Not least among the issues being resolved by the state legislatures that have considered same-sex marriage legislation to date is how best to balance two compelling societal interests in our plural democratic society-marriage equality and religious liberty.” Through sometimes bruising legislative battles, seven jurisdictions crafted nuanced laws that recognize same-sex marriage while providing important, albeit imperfect, protections for the religious liberty of those who adhere to a purely heterosexual view of marriage.

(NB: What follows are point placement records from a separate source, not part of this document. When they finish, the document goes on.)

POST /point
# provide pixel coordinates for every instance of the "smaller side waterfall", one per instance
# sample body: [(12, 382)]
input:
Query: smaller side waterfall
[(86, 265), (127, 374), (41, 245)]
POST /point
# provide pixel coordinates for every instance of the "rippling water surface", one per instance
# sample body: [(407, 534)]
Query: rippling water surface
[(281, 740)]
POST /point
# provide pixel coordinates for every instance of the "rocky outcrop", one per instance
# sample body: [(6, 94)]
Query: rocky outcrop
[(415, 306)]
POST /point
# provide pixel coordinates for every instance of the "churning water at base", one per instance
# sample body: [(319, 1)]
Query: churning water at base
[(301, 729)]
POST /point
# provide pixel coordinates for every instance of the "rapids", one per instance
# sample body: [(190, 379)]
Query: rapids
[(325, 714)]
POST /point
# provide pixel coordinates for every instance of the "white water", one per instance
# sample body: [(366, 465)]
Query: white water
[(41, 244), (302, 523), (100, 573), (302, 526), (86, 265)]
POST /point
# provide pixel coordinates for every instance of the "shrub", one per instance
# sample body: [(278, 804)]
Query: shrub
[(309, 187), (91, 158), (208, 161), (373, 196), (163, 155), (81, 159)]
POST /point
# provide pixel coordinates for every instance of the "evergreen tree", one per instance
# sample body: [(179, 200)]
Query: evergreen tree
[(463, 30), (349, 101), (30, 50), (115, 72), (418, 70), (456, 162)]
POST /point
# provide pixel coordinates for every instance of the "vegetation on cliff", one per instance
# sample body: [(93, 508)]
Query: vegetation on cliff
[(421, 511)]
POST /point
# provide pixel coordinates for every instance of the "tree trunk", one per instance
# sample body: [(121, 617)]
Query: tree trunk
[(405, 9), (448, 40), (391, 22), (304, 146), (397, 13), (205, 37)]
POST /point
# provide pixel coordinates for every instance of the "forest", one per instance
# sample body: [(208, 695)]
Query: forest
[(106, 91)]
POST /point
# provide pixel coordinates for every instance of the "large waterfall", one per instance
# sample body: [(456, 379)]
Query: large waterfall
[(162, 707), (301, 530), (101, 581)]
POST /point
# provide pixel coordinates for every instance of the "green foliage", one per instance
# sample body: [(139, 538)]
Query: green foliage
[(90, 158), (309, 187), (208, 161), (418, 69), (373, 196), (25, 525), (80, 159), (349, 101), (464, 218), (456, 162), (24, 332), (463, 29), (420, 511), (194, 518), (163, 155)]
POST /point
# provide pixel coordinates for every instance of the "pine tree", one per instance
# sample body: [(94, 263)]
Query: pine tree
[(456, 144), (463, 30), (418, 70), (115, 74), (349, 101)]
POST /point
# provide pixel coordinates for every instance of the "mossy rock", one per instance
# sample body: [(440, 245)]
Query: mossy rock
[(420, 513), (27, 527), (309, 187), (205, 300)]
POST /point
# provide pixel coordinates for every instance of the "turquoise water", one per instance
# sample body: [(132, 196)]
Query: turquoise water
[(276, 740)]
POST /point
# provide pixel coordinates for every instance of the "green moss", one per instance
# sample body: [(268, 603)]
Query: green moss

By upholding the Ninth Circuit’s narrow decision, the Supreme Court would allow California, along with other states, to contribute to this continuing debate through the democratic process. If the Ninth Circuit’s decision is left in place, the California legislature could also enact religious liberty protections like those enacted in other states. The Ninth Circuit’s decision explicitly contemplates this when it rejected the claim that Proposition 8 furthered California’s religious liberty interests to “decrease the likelihood that religious organizations would be penalized, under California’s antidiscrimination laws and other government policies concerning sexual orientation, for refusing to provide services to families headed by same-sex spouses.”‘  Instead, Judge Reinhardt said that religious liberty protections were “properly read as an appeal to the Legislature, seeking reform of the State’s antidiscrimination laws to include greater accommodations for religious organizations.” Dean Martha Minow similarly emphasized the value of incremental change when she wrote, “We do not in the abstract resolve the tension between respecting religious groups and ensuring each individual protection against discrimination; nor do we resolve it quickly. Instead, we struggle over time, in courts, legislatures, private settings, and complex negotiations.”

As this Essay shows, it is in the crucible of the legislative process that stateshave hammered out state-specific solutions to the question of how best tobalance marriage equality with religious liberty. Experience shows that over the last decade, marriage equality and religious liberty protections have shared an inseparable fate, rising and falling together.